Tuesday, November 6, 2012

Phinally in the Philippines

Welcome to the Philippines!
It only took me 32 years to make the trip half way around the world to visit the homeland of my mom, and host to the famous flashy Jeepney transportation system!

Uncle Teodie and Auntie Najla have been the most gracious and generous hosts.

My cousins Carmichelle, Lauren, and Tedrick are all pretty amazing too!

I love taking pictures of food!  This is our Filipino feast complete with chicken adobo (closest to me in the boat on the left since the rest of the family are vegetarian).

I'm not the only one who likes to photograph food!

We've been exploring historical and cultural sites around Manila.  At fort Santiago, National Hero, Jose Rizal, was imprisoned before being executed for crimes against the state.  His writings revealing the torments  imposed on the local Filipinos spread the revealing and shameful truth of the nation's struggles during Spanish colonization.

San Augustin Church, built in 1587, is the oldest stone church in the country and the only surviving structure of World War II.  

Funny to see construction materials stored in such a grand stairwell of the San Augustin monastary, a building that hosts a vast collection of Catholic art and artifacts.

 Labyrinths of vaulted arcades showcase enormous paintings and retablos.

Spoliarium by Filipion artist, Juan Luna, is considered a National Treasure, having stunned European art crowds by winning the highest medals at the 1884 Madrid Exposition.  It was amazing to take in the massive scale of this over twenty foot wide painting.

More food.  Lumpia (another of my favorite filipino foods), puso ng saging (heart of banana- and a new one for me this trip), some green vegetables, and of course the asian staple, rice.

The fruit tower of papaya, mangosteen, mangos, dragon fruit, green citrus, and orange citrus.
An intimate look at the mangosteen's sweet and sour white meat and the bitter but high in antioxidant pulpy red fiber.

A Little Bit on the National Hero, Jose Rizal
 Within Fort Santiago, the Rizal Shrine displays a mural depicting the life and execution of Jose Rizal.

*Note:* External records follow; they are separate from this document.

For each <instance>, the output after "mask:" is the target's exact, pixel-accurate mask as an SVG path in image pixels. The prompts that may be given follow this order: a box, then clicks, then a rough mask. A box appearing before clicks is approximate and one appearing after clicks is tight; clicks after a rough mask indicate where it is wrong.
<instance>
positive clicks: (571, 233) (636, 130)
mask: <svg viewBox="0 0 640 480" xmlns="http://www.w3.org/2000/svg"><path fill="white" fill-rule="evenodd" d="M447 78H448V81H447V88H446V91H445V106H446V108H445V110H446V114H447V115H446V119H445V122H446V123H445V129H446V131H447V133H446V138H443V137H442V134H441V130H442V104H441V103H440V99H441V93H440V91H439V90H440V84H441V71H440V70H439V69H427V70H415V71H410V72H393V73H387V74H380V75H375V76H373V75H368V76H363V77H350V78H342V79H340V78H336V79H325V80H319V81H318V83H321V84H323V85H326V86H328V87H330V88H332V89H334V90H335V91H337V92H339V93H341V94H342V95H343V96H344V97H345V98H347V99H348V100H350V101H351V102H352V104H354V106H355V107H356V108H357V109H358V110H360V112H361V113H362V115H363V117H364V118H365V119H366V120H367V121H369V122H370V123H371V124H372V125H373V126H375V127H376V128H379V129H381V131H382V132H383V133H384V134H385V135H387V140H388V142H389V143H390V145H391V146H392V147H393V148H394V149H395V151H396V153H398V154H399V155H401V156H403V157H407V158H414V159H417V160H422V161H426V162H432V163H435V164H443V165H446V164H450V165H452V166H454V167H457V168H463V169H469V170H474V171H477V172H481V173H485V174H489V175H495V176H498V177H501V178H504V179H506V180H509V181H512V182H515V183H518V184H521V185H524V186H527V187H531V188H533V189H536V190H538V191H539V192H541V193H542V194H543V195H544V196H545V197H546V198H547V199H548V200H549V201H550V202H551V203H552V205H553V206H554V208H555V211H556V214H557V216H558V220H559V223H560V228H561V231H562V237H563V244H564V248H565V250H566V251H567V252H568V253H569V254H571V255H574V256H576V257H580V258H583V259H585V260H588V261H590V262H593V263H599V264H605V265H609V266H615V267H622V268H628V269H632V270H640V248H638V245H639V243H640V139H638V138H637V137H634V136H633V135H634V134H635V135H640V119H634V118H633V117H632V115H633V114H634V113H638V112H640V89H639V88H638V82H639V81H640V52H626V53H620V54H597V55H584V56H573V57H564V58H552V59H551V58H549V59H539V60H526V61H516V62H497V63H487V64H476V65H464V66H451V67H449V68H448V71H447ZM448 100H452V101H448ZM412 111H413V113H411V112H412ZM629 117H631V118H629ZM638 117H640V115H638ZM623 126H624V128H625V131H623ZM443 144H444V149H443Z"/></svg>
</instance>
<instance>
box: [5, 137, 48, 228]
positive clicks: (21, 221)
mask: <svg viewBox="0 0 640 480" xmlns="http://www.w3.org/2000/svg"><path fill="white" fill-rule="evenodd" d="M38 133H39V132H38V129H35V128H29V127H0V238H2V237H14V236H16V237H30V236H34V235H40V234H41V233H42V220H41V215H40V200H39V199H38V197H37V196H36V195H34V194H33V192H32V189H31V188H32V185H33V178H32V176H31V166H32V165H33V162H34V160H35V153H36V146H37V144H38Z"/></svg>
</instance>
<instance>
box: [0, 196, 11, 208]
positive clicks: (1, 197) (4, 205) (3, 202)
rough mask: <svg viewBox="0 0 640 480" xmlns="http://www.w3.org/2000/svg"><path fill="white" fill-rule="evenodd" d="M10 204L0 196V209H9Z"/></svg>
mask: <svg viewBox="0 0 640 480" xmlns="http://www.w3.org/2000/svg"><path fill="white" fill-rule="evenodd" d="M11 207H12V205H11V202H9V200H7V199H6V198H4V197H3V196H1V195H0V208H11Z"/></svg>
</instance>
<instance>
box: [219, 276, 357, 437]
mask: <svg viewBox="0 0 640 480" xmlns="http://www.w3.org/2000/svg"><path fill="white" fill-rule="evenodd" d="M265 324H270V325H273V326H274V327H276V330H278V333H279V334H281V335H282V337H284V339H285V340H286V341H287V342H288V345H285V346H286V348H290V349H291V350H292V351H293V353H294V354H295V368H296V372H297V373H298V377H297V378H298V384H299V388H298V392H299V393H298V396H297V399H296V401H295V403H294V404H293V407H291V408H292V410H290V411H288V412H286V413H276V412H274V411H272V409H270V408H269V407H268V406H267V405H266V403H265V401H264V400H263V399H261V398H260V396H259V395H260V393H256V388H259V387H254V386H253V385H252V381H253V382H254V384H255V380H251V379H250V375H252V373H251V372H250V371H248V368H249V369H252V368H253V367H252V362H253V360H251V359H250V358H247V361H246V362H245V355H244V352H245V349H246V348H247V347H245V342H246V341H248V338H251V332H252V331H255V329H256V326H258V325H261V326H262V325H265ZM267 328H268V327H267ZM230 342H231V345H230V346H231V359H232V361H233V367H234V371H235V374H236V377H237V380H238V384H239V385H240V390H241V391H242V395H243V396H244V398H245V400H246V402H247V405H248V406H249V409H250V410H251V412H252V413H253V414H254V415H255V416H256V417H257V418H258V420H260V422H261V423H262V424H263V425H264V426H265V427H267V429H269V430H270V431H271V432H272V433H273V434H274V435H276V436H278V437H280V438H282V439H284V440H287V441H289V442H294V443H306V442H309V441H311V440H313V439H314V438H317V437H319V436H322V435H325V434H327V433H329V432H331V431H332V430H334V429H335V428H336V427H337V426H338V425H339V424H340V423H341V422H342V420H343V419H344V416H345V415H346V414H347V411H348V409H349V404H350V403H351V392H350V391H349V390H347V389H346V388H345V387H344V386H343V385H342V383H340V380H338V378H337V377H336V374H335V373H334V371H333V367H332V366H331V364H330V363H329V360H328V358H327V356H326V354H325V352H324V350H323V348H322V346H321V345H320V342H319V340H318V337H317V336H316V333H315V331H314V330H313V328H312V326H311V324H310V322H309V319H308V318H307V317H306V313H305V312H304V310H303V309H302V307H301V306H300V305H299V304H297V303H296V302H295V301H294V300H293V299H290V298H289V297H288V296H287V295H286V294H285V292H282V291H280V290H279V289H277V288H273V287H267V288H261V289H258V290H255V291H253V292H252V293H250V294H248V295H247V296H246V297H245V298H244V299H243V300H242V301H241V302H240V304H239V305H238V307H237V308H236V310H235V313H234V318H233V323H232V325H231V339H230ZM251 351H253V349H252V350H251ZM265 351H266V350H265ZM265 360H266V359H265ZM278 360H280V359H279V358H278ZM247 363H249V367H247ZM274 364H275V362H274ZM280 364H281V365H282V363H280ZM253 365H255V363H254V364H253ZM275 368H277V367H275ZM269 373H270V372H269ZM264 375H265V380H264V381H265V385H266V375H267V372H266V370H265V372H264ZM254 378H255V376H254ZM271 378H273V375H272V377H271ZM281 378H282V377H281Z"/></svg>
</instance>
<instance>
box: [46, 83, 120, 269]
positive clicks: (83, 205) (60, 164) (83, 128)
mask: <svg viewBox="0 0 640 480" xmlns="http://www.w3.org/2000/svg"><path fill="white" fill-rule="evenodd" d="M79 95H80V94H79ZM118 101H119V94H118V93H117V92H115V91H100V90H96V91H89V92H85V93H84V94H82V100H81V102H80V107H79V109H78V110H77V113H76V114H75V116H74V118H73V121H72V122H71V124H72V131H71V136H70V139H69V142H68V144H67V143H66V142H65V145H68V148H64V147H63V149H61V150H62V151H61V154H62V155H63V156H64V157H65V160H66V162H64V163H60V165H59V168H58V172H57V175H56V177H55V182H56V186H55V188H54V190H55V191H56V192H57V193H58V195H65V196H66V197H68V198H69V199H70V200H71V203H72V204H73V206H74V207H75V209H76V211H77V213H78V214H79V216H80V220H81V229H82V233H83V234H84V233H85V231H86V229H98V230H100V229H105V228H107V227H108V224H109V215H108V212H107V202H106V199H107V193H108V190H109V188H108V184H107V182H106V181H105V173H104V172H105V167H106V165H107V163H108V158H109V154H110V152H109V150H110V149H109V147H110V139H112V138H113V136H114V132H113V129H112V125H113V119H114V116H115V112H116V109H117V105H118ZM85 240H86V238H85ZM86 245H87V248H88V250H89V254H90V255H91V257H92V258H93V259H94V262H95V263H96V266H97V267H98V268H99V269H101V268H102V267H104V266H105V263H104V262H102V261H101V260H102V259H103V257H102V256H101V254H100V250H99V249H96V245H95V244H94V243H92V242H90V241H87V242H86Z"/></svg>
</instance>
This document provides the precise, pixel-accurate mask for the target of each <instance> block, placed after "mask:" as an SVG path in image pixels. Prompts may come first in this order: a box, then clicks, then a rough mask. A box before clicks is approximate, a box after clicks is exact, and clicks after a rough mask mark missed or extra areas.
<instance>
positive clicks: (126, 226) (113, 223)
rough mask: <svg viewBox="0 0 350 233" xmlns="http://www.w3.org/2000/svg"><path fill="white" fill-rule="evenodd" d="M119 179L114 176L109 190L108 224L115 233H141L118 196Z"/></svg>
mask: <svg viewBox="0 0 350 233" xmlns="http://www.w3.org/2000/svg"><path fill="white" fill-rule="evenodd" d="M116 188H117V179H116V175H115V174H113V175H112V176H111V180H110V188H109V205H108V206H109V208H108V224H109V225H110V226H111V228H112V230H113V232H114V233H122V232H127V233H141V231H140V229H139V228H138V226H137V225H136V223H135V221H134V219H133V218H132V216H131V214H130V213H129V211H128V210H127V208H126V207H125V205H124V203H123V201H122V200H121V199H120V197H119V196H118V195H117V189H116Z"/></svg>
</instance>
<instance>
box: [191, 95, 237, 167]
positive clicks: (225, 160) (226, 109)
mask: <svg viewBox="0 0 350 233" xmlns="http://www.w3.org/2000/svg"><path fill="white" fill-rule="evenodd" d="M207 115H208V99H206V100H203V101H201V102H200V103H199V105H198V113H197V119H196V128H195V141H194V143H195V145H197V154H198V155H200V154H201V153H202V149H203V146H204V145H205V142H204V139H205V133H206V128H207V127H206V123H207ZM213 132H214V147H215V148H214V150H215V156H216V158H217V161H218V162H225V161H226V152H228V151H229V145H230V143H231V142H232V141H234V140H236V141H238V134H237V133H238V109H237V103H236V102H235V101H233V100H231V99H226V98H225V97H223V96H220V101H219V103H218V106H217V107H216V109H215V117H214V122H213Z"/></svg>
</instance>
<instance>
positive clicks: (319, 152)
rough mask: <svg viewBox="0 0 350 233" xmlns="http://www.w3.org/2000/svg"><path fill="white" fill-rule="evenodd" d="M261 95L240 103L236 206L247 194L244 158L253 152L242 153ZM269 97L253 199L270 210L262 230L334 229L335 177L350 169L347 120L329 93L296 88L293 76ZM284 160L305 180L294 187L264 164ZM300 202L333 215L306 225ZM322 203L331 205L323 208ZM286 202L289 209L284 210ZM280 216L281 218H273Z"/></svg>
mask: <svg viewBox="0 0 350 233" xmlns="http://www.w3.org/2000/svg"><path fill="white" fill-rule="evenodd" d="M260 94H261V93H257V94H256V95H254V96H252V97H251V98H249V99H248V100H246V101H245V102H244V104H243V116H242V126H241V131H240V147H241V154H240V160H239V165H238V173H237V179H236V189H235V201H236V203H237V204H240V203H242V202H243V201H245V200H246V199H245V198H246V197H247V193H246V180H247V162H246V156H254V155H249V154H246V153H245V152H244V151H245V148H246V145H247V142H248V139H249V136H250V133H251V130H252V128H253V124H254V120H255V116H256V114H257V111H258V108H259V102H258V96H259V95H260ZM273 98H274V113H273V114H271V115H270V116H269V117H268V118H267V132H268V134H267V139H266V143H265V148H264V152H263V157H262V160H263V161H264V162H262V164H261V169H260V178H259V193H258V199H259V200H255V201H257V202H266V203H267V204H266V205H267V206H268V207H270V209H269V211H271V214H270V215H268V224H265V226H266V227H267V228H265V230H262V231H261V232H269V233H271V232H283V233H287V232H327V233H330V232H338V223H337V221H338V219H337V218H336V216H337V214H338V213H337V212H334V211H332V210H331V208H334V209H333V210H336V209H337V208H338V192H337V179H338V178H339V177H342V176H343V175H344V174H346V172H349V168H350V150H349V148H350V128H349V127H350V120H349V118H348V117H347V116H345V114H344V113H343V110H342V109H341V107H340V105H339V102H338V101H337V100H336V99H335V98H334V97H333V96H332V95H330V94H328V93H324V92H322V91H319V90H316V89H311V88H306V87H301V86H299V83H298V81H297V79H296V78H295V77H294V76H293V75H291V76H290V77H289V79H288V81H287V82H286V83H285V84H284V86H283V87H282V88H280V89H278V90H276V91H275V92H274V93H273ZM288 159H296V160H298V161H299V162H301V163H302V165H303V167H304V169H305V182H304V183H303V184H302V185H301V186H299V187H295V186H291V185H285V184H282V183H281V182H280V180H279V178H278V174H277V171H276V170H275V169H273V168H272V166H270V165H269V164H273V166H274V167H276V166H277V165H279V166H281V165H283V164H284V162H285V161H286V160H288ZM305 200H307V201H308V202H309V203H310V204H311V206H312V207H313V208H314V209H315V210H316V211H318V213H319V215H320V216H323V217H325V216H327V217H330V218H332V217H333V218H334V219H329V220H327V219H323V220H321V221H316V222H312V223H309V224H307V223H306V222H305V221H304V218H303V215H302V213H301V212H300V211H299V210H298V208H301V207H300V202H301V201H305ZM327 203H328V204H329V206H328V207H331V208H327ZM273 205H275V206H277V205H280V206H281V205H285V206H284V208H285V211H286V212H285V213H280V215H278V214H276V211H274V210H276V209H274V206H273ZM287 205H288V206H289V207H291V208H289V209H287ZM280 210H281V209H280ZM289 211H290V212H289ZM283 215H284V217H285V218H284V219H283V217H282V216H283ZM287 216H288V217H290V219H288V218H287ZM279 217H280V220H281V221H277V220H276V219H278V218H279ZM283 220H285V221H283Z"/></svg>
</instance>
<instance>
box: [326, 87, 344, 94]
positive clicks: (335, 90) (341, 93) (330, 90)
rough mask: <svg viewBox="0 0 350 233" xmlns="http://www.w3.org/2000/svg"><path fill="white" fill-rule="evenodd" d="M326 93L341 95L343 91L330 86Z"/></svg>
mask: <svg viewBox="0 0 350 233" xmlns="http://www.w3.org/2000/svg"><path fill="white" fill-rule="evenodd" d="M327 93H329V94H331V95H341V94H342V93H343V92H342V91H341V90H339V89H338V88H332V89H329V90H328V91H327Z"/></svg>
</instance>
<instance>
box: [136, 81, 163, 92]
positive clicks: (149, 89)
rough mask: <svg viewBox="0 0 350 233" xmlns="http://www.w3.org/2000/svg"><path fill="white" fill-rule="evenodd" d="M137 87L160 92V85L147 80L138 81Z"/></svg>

At Rizal Park a larger than life sculpture once again shows his execution.  
His writings have had the greatest impact, but Rizal was also a skilled sculptor, is credited with the discovery of a variety of local fauna, spoke over 7 languages, and was a practicing medical doctor.

I'm sure I'll be taking more shots of Jeepneys, but here are some of my best ones so far.